Last month, the Shanghai World Expo 2010 attracted just over 73 million visitors during its six-month run, shattering previous Expo attendance records and making it one of the largest events ever staged. This had, of course, been China’s goal all along; it was a matter of national pride and yet another demonstration of China’s waxing might. But as the New York Times reported, China may have forced its own citizens to attend in order to meet its goal. State-run tourist agencies and state corporations handed out free travel vouchers in order to satisfy government-imposed attendance quotas. And if workers did not make the sometimes day-long trip to Shanghai, their wages could be cut. 


What better parable than this for China’s model of state capitalism? Since 1978, China has moved away from a command economy towards something resembling the free market. There are still roughly 150 corporations that report directly to the state, especially in industries deemed vital to national security or sustainable development, like oil, cement, timber, and infrastructure.
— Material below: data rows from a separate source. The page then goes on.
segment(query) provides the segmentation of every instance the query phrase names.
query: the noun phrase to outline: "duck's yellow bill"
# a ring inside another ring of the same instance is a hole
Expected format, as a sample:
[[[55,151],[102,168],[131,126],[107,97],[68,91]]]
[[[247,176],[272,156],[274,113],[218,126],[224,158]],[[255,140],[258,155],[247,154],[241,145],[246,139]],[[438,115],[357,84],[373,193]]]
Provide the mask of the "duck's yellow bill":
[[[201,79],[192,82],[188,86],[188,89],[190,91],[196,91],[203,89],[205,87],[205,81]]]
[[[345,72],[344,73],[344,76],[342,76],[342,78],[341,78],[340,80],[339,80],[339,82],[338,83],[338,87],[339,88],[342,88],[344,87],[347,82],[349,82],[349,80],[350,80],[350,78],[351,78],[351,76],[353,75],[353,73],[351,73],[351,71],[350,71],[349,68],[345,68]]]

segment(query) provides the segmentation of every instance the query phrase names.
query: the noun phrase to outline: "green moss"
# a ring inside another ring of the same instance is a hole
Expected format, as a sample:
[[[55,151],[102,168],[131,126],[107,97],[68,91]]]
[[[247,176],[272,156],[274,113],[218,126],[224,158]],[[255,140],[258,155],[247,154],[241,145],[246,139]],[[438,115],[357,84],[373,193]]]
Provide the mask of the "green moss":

But the vast majority of businesses in China are privately owned. State-owned enterprises (SOEs) comprise just 3.1 percent of the total number of businesses.

But as the World Expo example illustrates, the authoritarian government can step in and disrupt the free market whenever it sees fit and stands to profit. Stefan Halper, a Senior Fellow at the Cambridge Centre of International Studies, explains to Big Think that Beijing has been known to impose quite harsh limitations of businesses if the economy begins to overheat, if there are inflationary pressures, or (in the case of real estate bubbles) if there is an inadequate supply of labor or shifts in demand.

“The strength of this model is that it harnesses the productive and entrepreneurial capacity of the market and, either through joint ownership, joint ventures, or full ownership, it takes the profit and uses it for state priorities,” says Halper. And as a result, China has enjoyed unprecedented 10 percent growth for over a quarter of a century, pulling millions of people out of poverty and creating a thriving middle class. 

In light of China’s tremendous success, many in the West worry that its model of market authoritarianism will eclipse America’s model of democratic capitalism. And in many developing countries, this may indeed be the case, says Halper. “China does not have to impose this model on anyone,” he says. “It is admired and envied by millions of people in the world beyond the West. These are countries where there is much greater interest in stability and material well being than having an open public square. One of the basic building blocks of the good life for Americans and westerners has to do with personal freedoms of expression, belief, assembly, and movement, and that is not something which is part of China’s presentation. Nor is it something to which China’s admirers give enormous priority.” It also doesn’t hurt that China is willing to invest billions in infrastructural projects in countries where it wants to exploit natural resources; it has invested $9.3 billion in Africa alone. 

As China and its sphere of influence grows, will it pose a viable alternative model to free market capitalism? Especially in the months after the recent economic crisis, proponents of Chinese state capitalism prophesied the end of the American model. Single-party or authoritarian governments can take decisive action to combat recessions and can even minimize bubbles in the first place in ways that the divided U.S. government cannot, they said. But market authoritarianism will not replace the free market in developed countries, says Halper. Free-market capitalism remains the most dynamic and viable economic model. Yet it is clear that, as China and other developing countries become powerful global players, its version of market authoritarianism will greatly impact, if not dominate, the 21st century.